Bundled Example Codefiles

File Purpose
charlson_icd10_example.csv Charlson ICD-10 definitions with Quan et al. (2011) weights
elixhauser_icd10_example.csv Elixhauser ICD-10 definitions with van Walraven et al. (2009) weights

These can be requested directly by basename in codefile() — no path needed.

How It Works

The recommended workflow has four steps:

  1. Inspect the code inventory with codescan_describe. This shows which codes and chapter prefixes actually occur in your data, and suggests patterns to target.
  2. Draft simple rules with define() and check the row-level results. At this stage the created variables appear alongside the original data so you can verify matches.
  3. Choose the output shape. Stay row-level for auditing, collapse to one row per id(), or merge patient-level summaries back to encounter rows.
  4. Add advanced features last. Once basic matches look right, layer on time windows (lookback()/lookforward()), date summaries (alldates), hierarchy rules, scoring, and export/save options.

Worked Examples

1. Build a small toy dataset

codescan is designed for wide-format code slots, so the examples use a compact inline dataset representing five encounters for three patients, with diagnosis codes, a procedure code, and dates.

clear
input long pid str6 dx1 str6 dx2 str6 proc1 double visit_dt double index_dt
1 "E110" "I10"  "XF001" 21914 21915
1 "Z00"  "E119" ""      21880 21915
2 "I50"  ""     "JFB10" 21900 21915
2 "E102" ""     ""      22020 21915
3 "Z00"  ""     ""      21910 21915
end
format visit_dt index_dt %td

2. Inspect the code inventory before writing rules

Start here when you do not yet know which prefixes or patterns are in the raw data. codescan_describe tabulates unique codes across wide-format variables, showing the top N by frequency and a chapter summary grouped by first character.

codescan_describe dx1 dx2, top(10)

You can also save a draft CSV codefile from the chapter summary:

codescan_describe dx1 dx2, save(chapter_rules.csv)

3. Start with a row-level scan

This is the simplest use case. It creates one 0/1 output variable per named condition. Keep the first pass simple and verify the matches before adding windows or patient-level aggregation.

codescan dx1 dx2, define(dm2 "E11" | htn "I1[0-35]" | chf "I50")

After this command, dm2 is 1 on rows where dx1 or dx2 starts with E11; htn is 1 where either slot starts with I10, I11, I12, I13, or I15; and chf is 1 for I50*.

4. Collapse to one row per patient with a lookback window

Once the rule set looks right, add IDs and dates. lookback(365) limits matches to the prior year relative to refdate(), and alldates requests _first, _last, and _count date-summary variables for each condition.

codescan dx1 dx2, id(pid) date(visit_dt) refdate(index_dt) ///
    define(dm2 "E11" | htn "I1[0-35]" | chf "I50") ///
    lookback(365) inclusive collapse alldates

5. Use exclusion patterns

Use ~ after the inclusion pattern to exclude specific codes. Here dm2 matches all E11* codes except E116:

codescan dx1 dx2, define(dm2 "E11" ~ "E116" | htn "I1[0-35]")

6. Prefix matching for procedure codes

regex is the default. Switch to mode(prefix) when simple starts-with logic is enough and you do not need regex features. Pipe-separated tokens are alternative prefixes.
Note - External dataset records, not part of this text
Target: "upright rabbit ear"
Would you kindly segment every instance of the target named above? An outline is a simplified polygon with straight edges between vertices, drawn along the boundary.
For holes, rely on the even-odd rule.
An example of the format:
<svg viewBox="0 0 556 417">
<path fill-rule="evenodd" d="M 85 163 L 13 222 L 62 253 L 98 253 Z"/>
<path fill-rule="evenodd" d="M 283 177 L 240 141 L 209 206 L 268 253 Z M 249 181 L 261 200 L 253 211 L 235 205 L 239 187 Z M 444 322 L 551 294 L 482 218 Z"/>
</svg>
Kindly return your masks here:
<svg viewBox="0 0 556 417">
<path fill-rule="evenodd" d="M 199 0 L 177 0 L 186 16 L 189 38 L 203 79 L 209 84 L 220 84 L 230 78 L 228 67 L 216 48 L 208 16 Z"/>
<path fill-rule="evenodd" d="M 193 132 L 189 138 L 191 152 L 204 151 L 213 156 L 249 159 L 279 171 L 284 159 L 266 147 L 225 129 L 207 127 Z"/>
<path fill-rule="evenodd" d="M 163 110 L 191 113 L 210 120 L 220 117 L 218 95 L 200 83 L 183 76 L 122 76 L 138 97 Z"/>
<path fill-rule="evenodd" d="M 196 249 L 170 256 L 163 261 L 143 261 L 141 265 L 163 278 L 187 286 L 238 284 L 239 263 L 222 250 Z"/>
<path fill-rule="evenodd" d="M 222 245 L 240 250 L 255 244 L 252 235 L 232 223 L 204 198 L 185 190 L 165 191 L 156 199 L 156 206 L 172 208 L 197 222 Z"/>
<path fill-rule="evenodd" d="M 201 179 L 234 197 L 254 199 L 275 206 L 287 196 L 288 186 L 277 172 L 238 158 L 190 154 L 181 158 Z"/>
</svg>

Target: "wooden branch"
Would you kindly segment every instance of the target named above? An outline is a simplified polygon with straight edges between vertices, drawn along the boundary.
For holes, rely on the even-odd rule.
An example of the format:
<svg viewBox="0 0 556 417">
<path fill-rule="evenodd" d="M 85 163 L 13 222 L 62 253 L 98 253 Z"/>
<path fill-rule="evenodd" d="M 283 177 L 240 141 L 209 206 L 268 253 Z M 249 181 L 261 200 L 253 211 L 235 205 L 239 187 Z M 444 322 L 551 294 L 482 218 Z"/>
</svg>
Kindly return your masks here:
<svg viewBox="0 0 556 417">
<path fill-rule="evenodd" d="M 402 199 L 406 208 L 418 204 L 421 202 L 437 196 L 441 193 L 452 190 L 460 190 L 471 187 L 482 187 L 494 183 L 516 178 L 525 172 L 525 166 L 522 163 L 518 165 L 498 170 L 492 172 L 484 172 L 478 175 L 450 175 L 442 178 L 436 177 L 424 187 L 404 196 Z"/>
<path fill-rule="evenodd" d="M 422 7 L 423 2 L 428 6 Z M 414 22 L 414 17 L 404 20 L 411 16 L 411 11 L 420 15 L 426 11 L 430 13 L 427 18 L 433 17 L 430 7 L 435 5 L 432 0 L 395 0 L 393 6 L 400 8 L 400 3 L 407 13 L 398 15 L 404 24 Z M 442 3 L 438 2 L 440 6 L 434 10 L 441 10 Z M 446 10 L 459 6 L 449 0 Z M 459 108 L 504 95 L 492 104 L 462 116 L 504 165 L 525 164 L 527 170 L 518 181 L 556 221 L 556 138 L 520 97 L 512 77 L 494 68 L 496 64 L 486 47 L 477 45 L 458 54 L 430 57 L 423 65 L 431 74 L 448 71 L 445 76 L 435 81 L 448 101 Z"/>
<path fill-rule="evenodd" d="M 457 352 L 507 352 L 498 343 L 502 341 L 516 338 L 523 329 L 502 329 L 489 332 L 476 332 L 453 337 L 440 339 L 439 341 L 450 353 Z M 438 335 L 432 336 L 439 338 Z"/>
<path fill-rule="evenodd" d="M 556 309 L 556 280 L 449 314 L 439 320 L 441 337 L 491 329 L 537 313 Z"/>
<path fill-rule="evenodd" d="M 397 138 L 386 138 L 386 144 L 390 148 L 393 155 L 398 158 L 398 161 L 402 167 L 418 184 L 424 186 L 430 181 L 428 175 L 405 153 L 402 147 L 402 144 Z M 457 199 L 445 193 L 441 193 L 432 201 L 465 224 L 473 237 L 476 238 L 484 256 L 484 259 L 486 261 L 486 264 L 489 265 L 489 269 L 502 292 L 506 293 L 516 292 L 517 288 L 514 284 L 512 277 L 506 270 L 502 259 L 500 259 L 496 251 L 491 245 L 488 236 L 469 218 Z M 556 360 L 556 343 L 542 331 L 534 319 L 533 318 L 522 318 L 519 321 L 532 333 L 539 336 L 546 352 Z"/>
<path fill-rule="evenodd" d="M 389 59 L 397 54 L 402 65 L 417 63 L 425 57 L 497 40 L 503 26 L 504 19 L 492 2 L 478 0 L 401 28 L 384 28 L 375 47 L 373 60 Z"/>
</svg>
codescan proc1, define(mammo "XF001|XF002" | colectomy "JFB|JFH") mode(prefix)

7. Save reusable definitions, then load them back as a codefile

This is the transition from ad hoc rule drafting to a reusable dictionary workflow. save() writes the parsed define() rules to a CSV, and codefile() reads them back.

codescan dx1 dx2, define(dm2 "E11" | htn "I1[0-35]") save(dm_rules.csv)
codescan dx1 dx2, codefile(dm_rules.csv)

8. Compute a Charlson score from the bundled example codefile

The bundled example names are recognized directly by codefile() — no path needed. hierarchy() zeroes out the less-severe condition when both members of a pair are present, before scoring.

codescan dx1 dx2, codefile(charlson_icd10_example.csv) id(pid) collapse ///
    score(charlson) ///
    hierarchy(dm_comp > dm_uncomp \ liver_severe > liver_mild \ metastatic > cancer)

After this command, each patient has a _score variable containing the weighted Charlson comorbidity index.

9. Non-destructive workflow with frames

frame() stores the collapsed result in a named frame, leaving the original data untouched. This is the recommended pattern when you need both encounter-level data and a patient-level summary in the same session.

codescan dx1 dx2, define(dm2 "E11" | htn "I1[0-35]") id(pid) collapse ///
    frame(results) replace
frame results: list

10. Export a summary table and save the result dataset

Use export() for the prevalence table and saving() for the transformed dataset. format() controls the number format in both the console output and the exported file.

codescan dx1 dx2, define(dm2 "E11" | htn "I1[0-35]") id(pid) collapse ///
    export(codescan_results.xlsx) ///
    saving(codescan_results.dta, replace) ///
    format(%9.2f)

11. Merge patient-level results back to original rows

merge computes patient-level summaries and joins them back, so every row for a given patient gets the same comorbidity values.

codescan dx1 dx2, define(dm2 "E11" | htn "I1[0-35]") id(pid) merge

12. Multi-window sensitivity analysis

Supply several lookback values to compare how prevalence changes across windows. r(sensitivity) returns a matrix of prevalences by condition and window.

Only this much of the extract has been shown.